Ah, I was reading your "something" in "something I have in mind (or
would have, if I thought about it)" as being an ordinary something (or
somethings, presumably), i.e. just some element (possibly plural) of the
universe.

Having it be a variable is roughly right, yes. This can't be dealt with
at a textual level - simply substituting {da xi ci ze} for {zo'e} -
because {zo'e ro da broda} should be the same as {ro da zo'u zo'e da
broda}. Hence the "close-scoping (plural) existential with glorked
domain" suggestion made in this thread.

Do you still think that suggestion is wrong/bad in some way?

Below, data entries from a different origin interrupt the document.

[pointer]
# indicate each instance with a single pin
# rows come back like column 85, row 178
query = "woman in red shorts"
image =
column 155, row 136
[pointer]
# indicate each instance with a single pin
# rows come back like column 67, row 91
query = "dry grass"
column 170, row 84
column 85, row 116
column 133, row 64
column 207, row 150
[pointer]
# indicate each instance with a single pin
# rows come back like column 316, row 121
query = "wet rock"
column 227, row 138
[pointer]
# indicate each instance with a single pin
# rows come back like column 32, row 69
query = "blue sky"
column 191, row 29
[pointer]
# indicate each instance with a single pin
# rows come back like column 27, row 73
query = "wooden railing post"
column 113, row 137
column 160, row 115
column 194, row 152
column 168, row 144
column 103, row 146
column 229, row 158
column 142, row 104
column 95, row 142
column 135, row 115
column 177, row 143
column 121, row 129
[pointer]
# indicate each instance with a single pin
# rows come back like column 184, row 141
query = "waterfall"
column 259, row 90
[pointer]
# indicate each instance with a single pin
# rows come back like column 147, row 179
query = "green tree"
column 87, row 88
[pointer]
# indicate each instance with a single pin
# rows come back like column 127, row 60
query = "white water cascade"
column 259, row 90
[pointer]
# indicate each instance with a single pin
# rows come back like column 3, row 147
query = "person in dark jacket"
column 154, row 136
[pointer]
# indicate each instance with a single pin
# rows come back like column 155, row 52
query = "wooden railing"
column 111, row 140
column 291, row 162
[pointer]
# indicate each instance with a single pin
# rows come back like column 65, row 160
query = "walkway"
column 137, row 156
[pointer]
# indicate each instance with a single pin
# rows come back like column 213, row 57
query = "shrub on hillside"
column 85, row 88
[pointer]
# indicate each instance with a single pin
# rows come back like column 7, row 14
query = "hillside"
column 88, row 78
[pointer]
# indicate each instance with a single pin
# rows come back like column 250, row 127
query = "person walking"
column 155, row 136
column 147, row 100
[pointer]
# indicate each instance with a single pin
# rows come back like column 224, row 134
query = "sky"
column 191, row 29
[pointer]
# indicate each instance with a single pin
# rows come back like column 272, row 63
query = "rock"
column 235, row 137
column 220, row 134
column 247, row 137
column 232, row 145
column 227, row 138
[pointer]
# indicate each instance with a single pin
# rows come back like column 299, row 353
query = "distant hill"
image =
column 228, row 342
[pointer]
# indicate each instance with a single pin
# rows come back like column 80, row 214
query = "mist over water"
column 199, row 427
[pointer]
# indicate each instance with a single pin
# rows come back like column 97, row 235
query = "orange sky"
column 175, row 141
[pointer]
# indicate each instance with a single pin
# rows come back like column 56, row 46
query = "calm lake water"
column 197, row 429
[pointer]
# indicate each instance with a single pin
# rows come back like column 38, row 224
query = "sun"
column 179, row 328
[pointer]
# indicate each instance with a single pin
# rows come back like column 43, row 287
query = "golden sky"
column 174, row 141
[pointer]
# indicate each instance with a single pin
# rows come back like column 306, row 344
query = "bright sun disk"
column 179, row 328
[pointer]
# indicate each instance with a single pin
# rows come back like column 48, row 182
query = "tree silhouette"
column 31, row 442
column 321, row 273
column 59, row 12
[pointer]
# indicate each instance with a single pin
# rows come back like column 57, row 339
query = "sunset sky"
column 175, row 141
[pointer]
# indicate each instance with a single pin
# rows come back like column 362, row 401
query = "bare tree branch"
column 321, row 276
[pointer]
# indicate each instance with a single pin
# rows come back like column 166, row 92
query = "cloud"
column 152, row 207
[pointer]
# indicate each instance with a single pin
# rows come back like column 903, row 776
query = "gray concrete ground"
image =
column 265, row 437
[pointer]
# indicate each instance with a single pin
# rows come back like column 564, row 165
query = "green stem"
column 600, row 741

> I personally think it is {zi'o}, but that probably has problems
> too--though I can't think of one.

My main problem with that is just the icky ambiguity it would introduce.
In principle, {zi'o klama} is an entirely new 4-place predicate, whose
semantics are related to those of {klama} but not in any very
predictable way. So if an omitted place can be {zi'o}, understanding the
possible meanings of any expression would, in principle, involve
understanding many such zi'o-derived selbri.

Martin

> On Oct 6, 2011, at 15:35, Martin Bays <mbays@sdf.org> wrote:
> 
> > * Thursday, 2011-10-06 at 11:10 -0700 - John E Clifford <kali9putra@yahoo.com>:
> >> Well, I am not sure just what the all the complications that MB and
> >> xorxes have stirred up are, but, so far as I can follow it, the
> >> position seems to be that {zo'e} stands for something I have in mind
> >> (or would have, if I thought about it).  It is a constant (a different
> >> one at each occurrence -- an ongoing problem in Lojban), not
> >> a variable and not under any quantifier.  Then {lo broda} is that with
> >> the additional information that the something is in some way, broda.
> >> So, it can refer to anything from a single broda to all brodas, past,
> >> present, future, and possible but not actualized.  This referent can
> >> then be said to have a further property in a variety of ways, mainly
> >> to be grokked from context, since the ways to specify them are not ywr
> >> well-established.  My understanding is that MB disagrees with this
> >> specification of {zo'e} and xorxes with the extrapolation to the
> >> referent, but juast why is hard to see.
> > 
> > Because it doesn't seem to explain the behaviour of {zo'e} with respect
> > to negation and quantifiers - at least if we accept that an unfilled
> > place is implicitly filled with a {zo'e}, and if we don't use kinds.
> > 
> > To dig out the old example, in
> > A: xu do pu klama lo zarci
> > B: mi na klama
> > , and assuming that there's only one market in question, B probably
> > intends to refer to that market by the implicit {zo'e} in {klama}'s x2.
> > But B is unlikely to mean only to mean that for some specific route,
> > B didn't go to the market by that route. B probably means that B didn't
> > go to the market via *any* route, or means of transport.
> > 
> > Your explanation of {zo'e} seems not to deal with that.